Le foto vogliono rappresentare l’architettua del luogo cercando di decontestualizzarla, quasi elevandola ad archetipo; nello stesso tempo cercano di radicare quest’architettura nella realtà nella quale si trova, senza offrire troppi elementi di distrazione ma suggerendone pochi e significativi, utili a raccontare il rapporto dei volumi con lo spazio circostante.
Si gioca su una composizione geometrica ed equilibrata basata su solide linee di forza che si contrappongono.

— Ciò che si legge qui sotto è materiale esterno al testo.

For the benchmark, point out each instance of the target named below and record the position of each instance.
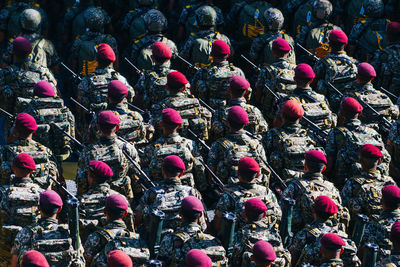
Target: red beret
(117, 88)
(24, 161)
(239, 83)
(118, 258)
(281, 45)
(304, 71)
(338, 36)
(192, 203)
(197, 258)
(366, 70)
(175, 162)
(117, 201)
(50, 197)
(100, 169)
(43, 89)
(370, 151)
(238, 115)
(351, 106)
(332, 241)
(22, 44)
(325, 204)
(108, 117)
(171, 116)
(391, 194)
(393, 27)
(161, 49)
(248, 164)
(255, 206)
(25, 121)
(292, 109)
(176, 79)
(264, 251)
(105, 52)
(220, 48)
(316, 156)
(35, 258)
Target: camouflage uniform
(226, 152)
(186, 149)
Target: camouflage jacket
(257, 124)
(226, 152)
(186, 149)
(235, 195)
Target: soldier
(235, 195)
(362, 192)
(114, 235)
(166, 197)
(19, 196)
(238, 88)
(108, 149)
(174, 247)
(335, 65)
(344, 143)
(260, 51)
(171, 143)
(289, 143)
(21, 141)
(256, 230)
(197, 47)
(212, 82)
(47, 236)
(225, 153)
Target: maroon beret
(24, 161)
(292, 109)
(105, 52)
(366, 70)
(316, 156)
(264, 251)
(281, 44)
(43, 89)
(192, 203)
(117, 201)
(118, 258)
(22, 44)
(35, 258)
(391, 194)
(100, 169)
(176, 79)
(238, 115)
(332, 241)
(338, 36)
(220, 48)
(370, 151)
(197, 258)
(117, 88)
(161, 50)
(50, 197)
(325, 204)
(351, 106)
(25, 121)
(174, 161)
(239, 83)
(108, 117)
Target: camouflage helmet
(274, 19)
(30, 19)
(206, 16)
(94, 19)
(155, 21)
(322, 9)
(374, 8)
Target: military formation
(199, 133)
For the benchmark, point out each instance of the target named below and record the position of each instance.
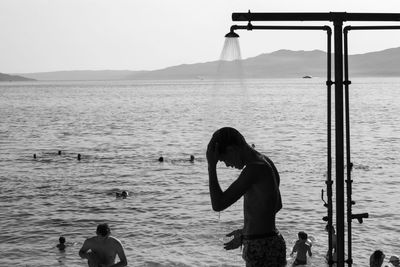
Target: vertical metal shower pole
(338, 47)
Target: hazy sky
(50, 35)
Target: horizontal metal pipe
(257, 27)
(327, 16)
(348, 28)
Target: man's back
(262, 201)
(105, 249)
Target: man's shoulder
(114, 240)
(259, 168)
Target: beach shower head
(232, 34)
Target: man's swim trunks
(299, 262)
(267, 250)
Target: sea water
(122, 128)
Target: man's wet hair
(227, 136)
(302, 235)
(103, 229)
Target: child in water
(302, 246)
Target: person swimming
(123, 194)
(61, 246)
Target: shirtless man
(103, 249)
(259, 184)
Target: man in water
(259, 184)
(103, 249)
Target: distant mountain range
(278, 64)
(12, 78)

La diagonale principale è sorretta e fissata dalle due chiome contrapposte che fungono sia da cornice “grafica” sia da testimoni del contesto entro il quale il palazzo si trova. Grazie alle chiome capiamo dove si trova l’osservatore e dove si trova l’architettura, pur avvertendo un senso di distanza tra essa, mancando molti elementi che avrebbero potuto radicare ancora di più nella realtà la scena rappresentata.
Un dettaglio della foto precedente. L’importanza che assegno al ruolo della geometria come guida per l’osservazione e come musa ispiratrice per i miei scatti, qui è palese. Ho giocato comunque su una composizione grafica, lo sfondo, dato dalle vetrate, risulta quasi completamente snaturato e l’albero, posto in maniera obliqua, diviene un mero elemento grafico la cui identità è ovvia e riconoscibile ma che vede sacrificata quest’identità al solo ruolo di attore estetico ed estetizzante della composizione, senza alcun richiamo reale. Cerco l’equilibrio compositivo anche in situazioni estreme e destabilizzanti, giochi ottici innaturali dove l’occhio si perde in un contesto irreale creato da un diverso modo di vedere la realtà.

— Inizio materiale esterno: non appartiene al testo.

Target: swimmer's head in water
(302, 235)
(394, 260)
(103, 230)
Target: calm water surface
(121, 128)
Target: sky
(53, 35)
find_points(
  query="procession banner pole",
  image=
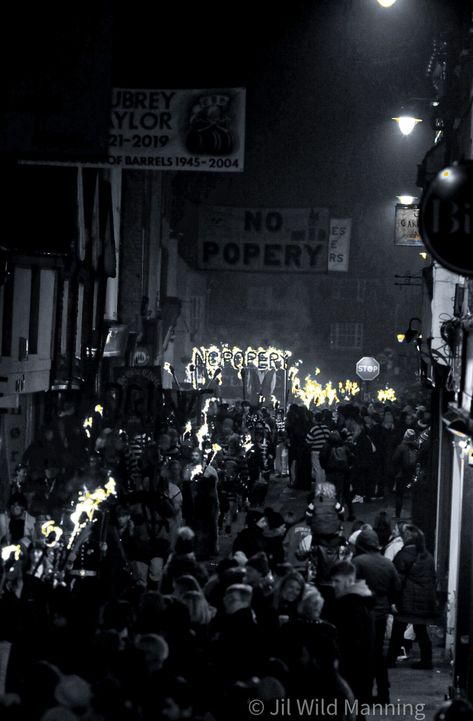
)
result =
(285, 387)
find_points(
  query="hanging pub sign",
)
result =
(445, 220)
(406, 225)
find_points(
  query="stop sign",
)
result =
(367, 368)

E’ un dettaglio di una foto scattata che ritraeva il palazzo per intero. Lo scopo dello scatto e dividere le texture che caratterizzano la scena. La linea di demarcazione è lo spigolo della struttura, una linea che divide la staticità e la regolarità dominanti nella parte sinistra dell’immagine, dal dinamismo delle vetrate, distorte da una prospettiva che le infittisce e le riduce all’infinetesimo, le accompagna al nulla, al vuoto del cielo.
E’ il cielo che ci permette di ancorare il soggetto ad un’idea reale di esso, il cielo ci offre il contesto di un gioco grafico geometrico e astratto.
Su suggerimento del docente lo scatto è stato realizzato per evidenziare il contrasto tra un’architettura moderna, leggera e aleatoria rappresentata dal vetro, e un’architettura neoclassica, pesante e massiccia, identificata nel colonnato.
Anche qui questa contrapposizione concettuale è rafforzata dalla contrapposizione compositiva. Il palazzo di vetro si confonde con il cielo, i contrasti accentuati ingabbiano il cielo nella geometria della struttura. Palazzo e cielo creano uno sfondo che sembra materializzarsi pian piano fino a scendere verso la struttura del colonnato, forte presenza che si posiziona quasi timidamente per sorreggere la scena e diviene, così, protagonista di essa.
Qui l’effetto grafico è predominante, bianchi e neri accentuati, mezzitoni ridotti e struttura regolare, compongono una scena piatta, ridondante, senza nulla da dire ma proprio per questo pronta a dire qualsiasi cosa. E’ una griglia quasi irreale, uno sfondo grafico, un campo di azione deserto. Sembra mancare totalmente la contestualizzazione. Ma è un palazzo, è un contesto.
Luci, ombre e ostacoli.
Il gioco di ombre genera una geometria che bilancia la colonna posta in primo piano, un elemento che sembra intromettersi alla vista ma che radica nel reale un contesto altrimenti solo grafico. Nascondiamoci dietro la colonna e ammiriamo la luce.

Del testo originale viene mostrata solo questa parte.